JD of the Samahang Dilim and his sisters were supposedly jinxed by their own aunt. So is Manang Baning --- sister-in-law to the aunt --- who then went around Almaguer after the supposed exorcism, carrying with her a sefia photograph of her child who died supposedly because of her hipag’s gamud. And there was that unforgettable episode with JD’s father.

Ukinnam Patupat, aramidek nga camel diyay bakam!”, that’s JD’s father (or Patupat which is his birnas) cursing himself while under the spell of Sergeant A. The voice is supposedly that of Manong Milo, a bachelor who lives with his brother and sister in a small house behind the small church that is beside the house-beside-the-church-with-a-big-mango-tree-in-front, and whom Manong Patupat entrusted a cow as a pataraken. Manong Patupat later rushed to Manong Milo’s house after the exorcism session but he is not there.

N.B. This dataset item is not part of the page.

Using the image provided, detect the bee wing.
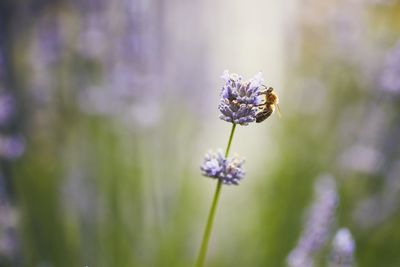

A day after, Manang Liming who is JD’s aunt, Manang Baning’s hipag, Manong Patupat’s sister, and Abet’s capidua came to see Sergeant A in Amang Lakay’s house. The sergeant supposedly commanded her to come during yesterday’s exorcism rites so he can cure her. They spent time cloistered with Auntie Ibang inside the kamalig where Abet saw egg yolks being thrown out. When they came out, Auntie Ibang happily told those anxiously waiting in Amang Lakay’s compound that Manang Liming’s power of the gamud has been exorcised.

These proofs made Abet a believer (he is sure his cabagyans and capiduas could not have been acting during the exorcism rites). But he still has his doubts. Perhaps it is because Manong Lito, despite his faults, just does not fit in as a manggagamud. And Manang Liming, snakelike eyes that seem to bore and all, is a close family relative. During the last night wake for Abet’s mother, Manang Liming came and hugged him tightly. It was a cold night but Abet felt the warm and true emotions of his capidua. He hugged her back.
Many years later, Abet was invited as a resource person on campus journalism in Fort Magsaysay and would again meet Sergeant A. “I’m trying to get a college degree. Para pa-promote naman,” Sergeant A told him. Abet forgot to ask the sergeant how many gamuds and manggagamuds he has healed since their Almaguer meeting.



PHOTOS (top to bottom):

BAGABAG, NUEVA VIZCAYA. The town was first established in 1743 as an ecclesiastical mission for the Dominican’s attempt to subjugate the proud Ifugaos. By 1746, parochial buildings were reported to be existing and probably replaced by bigger and stronger structures between 1777 and 1794 by Fr. Alejandro Vidal (OP) then Fr. Juan del Rey (OP). These were razed by fire in 1839 and rebuilt, including the unfinished bell tower, by Fr. Raimundo Gonzalo (OP) and Fr. Remigio del Alamo (OP).

KIANGAN, IFUGAO. Kiangan’s American colonial era UCCP church was built by the American missionary Myrtle Metzger in 1926 upon the establishment of the nearby Ifugao Academy --- the first high school in the province. (3) Its St. Joseph’s church is the oldest Roman Catholic church in Ifugao and was built in 1910 by Fr. Jerome Moerman.